Date: December 6, 15:00

Location: Room S.R.231

Registration: Please confirm your attendance by mailing jens.lemmens@uantwerpen.be

Abstract: Wikipedia’s perceived high quality and broad language coverage have established it as a fundamental resource in multilingual NLP. In the context of low-resource languages, however, these quality assumptions are increasingly being scrutinised. This paper critically examines the data quality of Wikipedia in a non-English setting by subjecting it to various quality filtering techniques, revealing widespread issues such as a high percentage of one-line articles and duplicate articles. We evaluate the downstream impact of quality filtering on Wikipedia and find that data quality pruning is an effective means for resource-efficient training without hurting performance, especially for low-resource languages. Moreover, we advocate for a shift in perspective from seeking a general definition of data quality towards a more language- and task-specific one. Ultimately, we aim for this study to serve as a guide to using Wikipedia for pretraining in a multilingual setting. 

Bio: Artur Kulmizev is a Postdoctoral Researcher at KU Leuven (🇧🇪), working within the LAGoM-NLP group led by Miryam de Lhoneux. His research concerns Multilingual NLP and methods for making language representation fair and equitable. In particular, his interests lie in how principled data selection and language sampling can be employed as part of the pre-training process, so that models can learn from better data — rather than simply more of it. In addition, he is also interested in how typological bias is reflected in commonly employed evaluation datasets and metrics, and how this affects our appraisal of multilingual models.

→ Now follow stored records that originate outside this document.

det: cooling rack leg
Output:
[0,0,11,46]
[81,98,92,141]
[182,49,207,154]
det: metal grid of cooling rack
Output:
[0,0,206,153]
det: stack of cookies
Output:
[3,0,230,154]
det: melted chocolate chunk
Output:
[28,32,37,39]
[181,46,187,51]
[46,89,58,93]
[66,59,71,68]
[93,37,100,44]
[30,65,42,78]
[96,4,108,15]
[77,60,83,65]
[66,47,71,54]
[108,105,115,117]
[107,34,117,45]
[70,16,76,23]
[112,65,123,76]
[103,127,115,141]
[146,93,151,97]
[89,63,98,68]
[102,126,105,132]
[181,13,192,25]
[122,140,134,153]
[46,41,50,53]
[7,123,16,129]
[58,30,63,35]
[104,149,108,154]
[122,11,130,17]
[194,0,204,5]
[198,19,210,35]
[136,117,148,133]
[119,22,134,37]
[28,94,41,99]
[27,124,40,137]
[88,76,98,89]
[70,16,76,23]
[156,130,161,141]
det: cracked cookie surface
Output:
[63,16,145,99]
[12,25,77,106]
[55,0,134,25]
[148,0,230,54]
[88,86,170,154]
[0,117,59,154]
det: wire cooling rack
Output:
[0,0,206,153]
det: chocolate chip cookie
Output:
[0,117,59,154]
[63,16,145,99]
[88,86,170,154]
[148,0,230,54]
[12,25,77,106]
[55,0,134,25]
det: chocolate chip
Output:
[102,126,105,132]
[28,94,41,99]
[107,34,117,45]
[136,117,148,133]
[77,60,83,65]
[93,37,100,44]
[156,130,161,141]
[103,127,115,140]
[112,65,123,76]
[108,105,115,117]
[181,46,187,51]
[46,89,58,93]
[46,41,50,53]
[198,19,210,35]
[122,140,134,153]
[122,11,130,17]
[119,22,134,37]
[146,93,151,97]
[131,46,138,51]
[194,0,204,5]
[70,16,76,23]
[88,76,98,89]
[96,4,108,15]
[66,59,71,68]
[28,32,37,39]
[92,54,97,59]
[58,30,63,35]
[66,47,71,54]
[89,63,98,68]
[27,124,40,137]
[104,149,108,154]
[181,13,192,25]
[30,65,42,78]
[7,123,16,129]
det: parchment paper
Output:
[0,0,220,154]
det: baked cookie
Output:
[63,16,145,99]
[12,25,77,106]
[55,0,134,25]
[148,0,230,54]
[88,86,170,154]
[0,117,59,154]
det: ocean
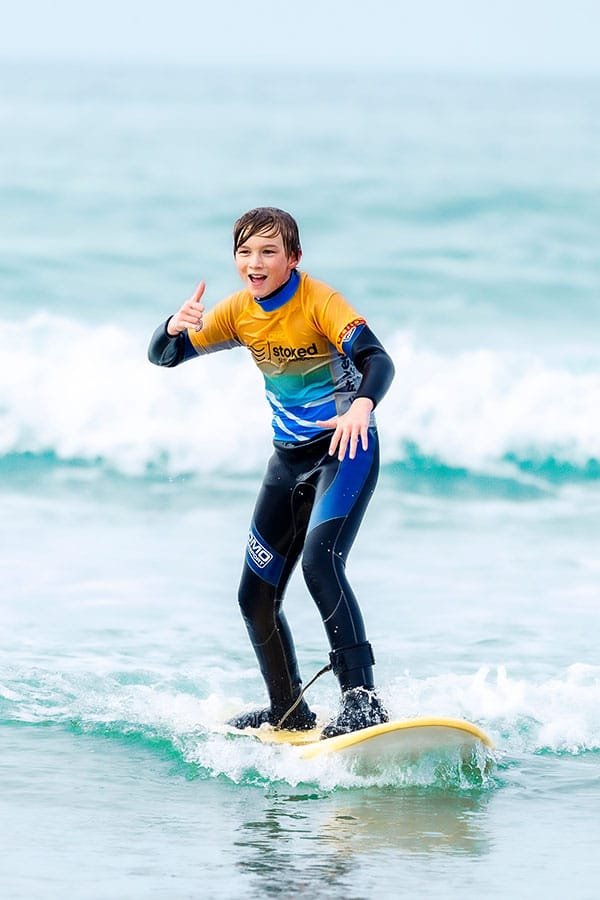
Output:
[0,64,600,900]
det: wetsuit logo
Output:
[248,341,319,365]
[248,532,273,569]
[248,341,271,363]
[338,319,367,344]
[273,341,317,359]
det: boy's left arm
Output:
[318,323,394,460]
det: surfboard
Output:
[244,718,493,768]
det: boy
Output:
[148,207,394,737]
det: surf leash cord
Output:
[275,663,333,728]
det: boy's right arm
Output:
[148,281,206,368]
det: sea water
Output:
[0,65,600,898]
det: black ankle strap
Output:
[329,641,375,676]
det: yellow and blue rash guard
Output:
[149,270,393,444]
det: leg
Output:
[302,430,387,736]
[234,451,314,727]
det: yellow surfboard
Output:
[244,718,493,765]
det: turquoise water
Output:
[0,66,600,898]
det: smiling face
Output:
[235,232,300,299]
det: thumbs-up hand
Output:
[167,281,206,337]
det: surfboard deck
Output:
[238,718,493,764]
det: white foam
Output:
[0,314,600,475]
[0,663,600,790]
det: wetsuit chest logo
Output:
[248,341,319,363]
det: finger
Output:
[338,431,349,462]
[328,428,340,456]
[360,425,369,450]
[190,281,206,303]
[315,416,337,428]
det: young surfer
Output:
[148,207,394,737]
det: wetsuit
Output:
[148,270,394,717]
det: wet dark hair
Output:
[233,206,302,257]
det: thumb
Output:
[192,281,206,303]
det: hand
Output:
[317,397,374,460]
[167,281,206,337]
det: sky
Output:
[0,0,600,74]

Prior KU Leuven, Artur earned his PhD in computational linguistics at Uppsala University (🇸🇪), supervised by Joakim Nivre and Anders Søgaard. His dissertation focused on the syntactic knowledge encoded by language models, investigated through the lens of dependency parsing. Before his PhD, Artur graduated from the EM-LCT program, where he spent his first year at the University of Groningen (🇳🇱) and his second year at the the University of the Basque Country (🇪🇸).

Kushal Tatariya is a PhD student at KU Leuven (🇧🇪), working within the LAGoM-NLP group led by Miryam de Lhoneux. She works in problems in multilingual and low-resource NLP. Her past projects looked at NLP for creole languages and code-switching. She is particularly interested in how availability of data and data quality influence the development of language models for low-resource languages. A central aspect of her research is also in linguistically informed interpretability as a way aid the understanding and development of multilingual language models. 

Prior to her PhD, Kushal got her masters in linguistics from the University of Glasgow and her advance master in digital humanities from KU Leuven (🇧🇪), with her focus being on the sociolinguistics of language contact in post-colonial settings.